Em seguida ao texto, alguns acréscimos.
“Cópia Fiel” é um filme de deslocamentos. Há, primeiro, uma mulher francesa que vive na Itália com o filho, onde tem uma galeria de arte. Há um escritor inglês que vai à Itália fazer uma palestra sobre o livro que escreveu. Há uma história onde se discute idéias sobre arte que mais parece uma paquera. Há uma história em que se discute o casamento, que parece uma discussão sobre arte.
São muitas as referências e não é difícil perder-se no meio delas. Talvez a mais evidente seja aquela enunciada por James Muller, o escritor do filme. Para ele, uma boa cópia equivale ao original, pois é o modo de olhar um objeto que é importante, não o objeto em si. Uma árvore na paisagem é uma árvore. Se deslocada para dentro de um museu, torna-se obra de arte. O olhar é que transforma o objeto em obra de arte (ou não).
Já se desenvolveu essa idéia em arte (Marcel Duchamp) ou na literatura (Jorge Luís Borges). No cinema, Abbas Kiarostami foi o primeiro a tocar na questão. Em seus filmes, o que transforma as coisas mostradas em arte é o olhar do espectador. O autor não tem grande importância. Não existe autor senão aquele que vê.
Se isso justifica o tema adotado pelo escritor inglês, não torna o filme menos sensível à idéia de deslocamento e, portanto, de exílio. Kiarostami está fora de seu país, numa produção basicamente francesa rodada na Itália.

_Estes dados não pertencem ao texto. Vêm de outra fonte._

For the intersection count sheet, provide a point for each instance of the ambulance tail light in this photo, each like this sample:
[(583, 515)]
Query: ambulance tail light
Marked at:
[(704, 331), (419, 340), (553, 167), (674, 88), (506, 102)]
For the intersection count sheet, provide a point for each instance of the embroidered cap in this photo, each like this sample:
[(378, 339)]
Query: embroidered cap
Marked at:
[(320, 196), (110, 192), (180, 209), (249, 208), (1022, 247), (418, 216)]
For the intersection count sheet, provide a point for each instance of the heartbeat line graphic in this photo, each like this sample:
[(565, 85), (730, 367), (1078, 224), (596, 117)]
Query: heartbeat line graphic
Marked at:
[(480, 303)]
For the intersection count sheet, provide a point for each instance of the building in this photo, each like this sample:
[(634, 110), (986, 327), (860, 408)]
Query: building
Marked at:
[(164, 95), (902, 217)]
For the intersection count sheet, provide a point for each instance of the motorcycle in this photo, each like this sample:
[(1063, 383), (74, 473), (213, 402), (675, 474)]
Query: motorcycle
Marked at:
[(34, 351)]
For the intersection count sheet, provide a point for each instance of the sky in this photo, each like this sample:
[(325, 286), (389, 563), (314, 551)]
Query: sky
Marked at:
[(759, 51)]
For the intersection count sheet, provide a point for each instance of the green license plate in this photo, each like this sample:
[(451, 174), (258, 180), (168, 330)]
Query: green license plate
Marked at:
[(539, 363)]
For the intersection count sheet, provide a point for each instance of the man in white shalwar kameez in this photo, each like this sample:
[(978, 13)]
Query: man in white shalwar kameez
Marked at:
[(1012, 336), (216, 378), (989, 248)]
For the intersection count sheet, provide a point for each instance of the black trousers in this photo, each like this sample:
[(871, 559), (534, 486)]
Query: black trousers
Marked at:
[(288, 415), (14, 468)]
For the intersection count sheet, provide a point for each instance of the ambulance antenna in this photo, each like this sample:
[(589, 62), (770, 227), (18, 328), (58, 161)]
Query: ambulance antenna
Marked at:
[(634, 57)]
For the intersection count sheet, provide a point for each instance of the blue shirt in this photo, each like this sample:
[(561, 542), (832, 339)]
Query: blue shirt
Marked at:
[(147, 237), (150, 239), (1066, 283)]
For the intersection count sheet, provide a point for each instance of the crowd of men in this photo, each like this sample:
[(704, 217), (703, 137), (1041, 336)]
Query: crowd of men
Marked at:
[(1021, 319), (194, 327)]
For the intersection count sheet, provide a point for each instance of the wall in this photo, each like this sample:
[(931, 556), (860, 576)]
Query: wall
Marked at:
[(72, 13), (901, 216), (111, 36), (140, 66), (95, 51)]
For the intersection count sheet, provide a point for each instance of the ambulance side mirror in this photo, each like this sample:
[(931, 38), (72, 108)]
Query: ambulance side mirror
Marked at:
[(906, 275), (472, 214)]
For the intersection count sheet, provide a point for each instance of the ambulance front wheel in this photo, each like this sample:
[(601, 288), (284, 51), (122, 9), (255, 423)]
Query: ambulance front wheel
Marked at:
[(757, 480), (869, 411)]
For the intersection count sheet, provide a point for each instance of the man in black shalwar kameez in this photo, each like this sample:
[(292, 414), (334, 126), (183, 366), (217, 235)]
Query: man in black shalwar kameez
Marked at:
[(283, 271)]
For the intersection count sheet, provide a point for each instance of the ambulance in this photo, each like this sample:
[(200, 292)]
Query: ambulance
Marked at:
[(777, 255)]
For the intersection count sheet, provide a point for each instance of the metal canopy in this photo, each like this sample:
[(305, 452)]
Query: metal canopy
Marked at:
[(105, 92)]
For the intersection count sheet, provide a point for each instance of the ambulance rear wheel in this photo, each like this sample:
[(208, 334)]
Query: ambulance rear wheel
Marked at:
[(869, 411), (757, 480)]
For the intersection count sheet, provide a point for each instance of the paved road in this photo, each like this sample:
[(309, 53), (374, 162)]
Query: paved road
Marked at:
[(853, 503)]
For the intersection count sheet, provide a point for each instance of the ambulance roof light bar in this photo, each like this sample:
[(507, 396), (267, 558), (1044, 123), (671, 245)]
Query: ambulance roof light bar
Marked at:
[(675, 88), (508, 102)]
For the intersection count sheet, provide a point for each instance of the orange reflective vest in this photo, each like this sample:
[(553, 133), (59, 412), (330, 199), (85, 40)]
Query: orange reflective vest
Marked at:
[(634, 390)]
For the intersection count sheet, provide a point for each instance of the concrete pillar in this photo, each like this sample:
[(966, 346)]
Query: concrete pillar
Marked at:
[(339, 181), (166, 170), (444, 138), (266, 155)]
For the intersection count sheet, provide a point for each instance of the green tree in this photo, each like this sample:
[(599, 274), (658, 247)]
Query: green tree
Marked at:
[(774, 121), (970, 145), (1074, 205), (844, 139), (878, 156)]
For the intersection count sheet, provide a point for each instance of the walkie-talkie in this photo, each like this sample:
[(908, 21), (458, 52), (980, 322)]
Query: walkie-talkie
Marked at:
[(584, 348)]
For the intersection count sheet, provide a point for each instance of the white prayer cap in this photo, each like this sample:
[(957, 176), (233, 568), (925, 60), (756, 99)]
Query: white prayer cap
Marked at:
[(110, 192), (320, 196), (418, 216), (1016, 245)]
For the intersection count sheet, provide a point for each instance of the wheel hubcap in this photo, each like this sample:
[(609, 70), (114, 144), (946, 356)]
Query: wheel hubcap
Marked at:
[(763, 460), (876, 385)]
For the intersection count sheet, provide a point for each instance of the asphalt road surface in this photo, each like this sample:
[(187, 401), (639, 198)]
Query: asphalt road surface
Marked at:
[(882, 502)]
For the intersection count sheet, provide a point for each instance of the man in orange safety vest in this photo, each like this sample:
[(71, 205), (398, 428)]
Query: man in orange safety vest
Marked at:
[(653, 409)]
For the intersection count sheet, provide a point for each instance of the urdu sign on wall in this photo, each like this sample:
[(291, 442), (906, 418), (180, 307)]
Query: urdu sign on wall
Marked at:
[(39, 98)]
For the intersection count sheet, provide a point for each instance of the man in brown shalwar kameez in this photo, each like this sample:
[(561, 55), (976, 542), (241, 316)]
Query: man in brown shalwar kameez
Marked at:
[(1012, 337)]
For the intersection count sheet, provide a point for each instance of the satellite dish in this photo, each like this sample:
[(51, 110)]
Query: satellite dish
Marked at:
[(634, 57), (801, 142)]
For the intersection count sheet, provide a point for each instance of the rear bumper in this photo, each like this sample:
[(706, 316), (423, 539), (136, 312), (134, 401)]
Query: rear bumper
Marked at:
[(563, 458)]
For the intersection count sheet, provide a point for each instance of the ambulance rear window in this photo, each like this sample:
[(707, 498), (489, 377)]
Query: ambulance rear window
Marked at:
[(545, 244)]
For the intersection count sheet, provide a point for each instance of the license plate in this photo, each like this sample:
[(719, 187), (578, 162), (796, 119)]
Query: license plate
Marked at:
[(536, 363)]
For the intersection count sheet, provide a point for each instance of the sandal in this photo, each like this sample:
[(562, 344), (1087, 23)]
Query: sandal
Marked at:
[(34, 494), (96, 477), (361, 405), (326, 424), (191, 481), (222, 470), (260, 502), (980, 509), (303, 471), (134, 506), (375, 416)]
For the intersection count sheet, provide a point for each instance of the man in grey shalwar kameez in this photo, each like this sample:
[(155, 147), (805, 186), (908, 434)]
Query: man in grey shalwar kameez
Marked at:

O casal lembra muito o de “Viagem à Itália”, de Roberto Rossellini, e da crise conjugal que ali se desenvolve. A construção remete à inversão de papéis de “Cidade dos Sonhos”, de David Lynch, já que no início temos um homem e uma mulher que parecem mal se conhecer e a partir de certo instante eles são marido e mulher.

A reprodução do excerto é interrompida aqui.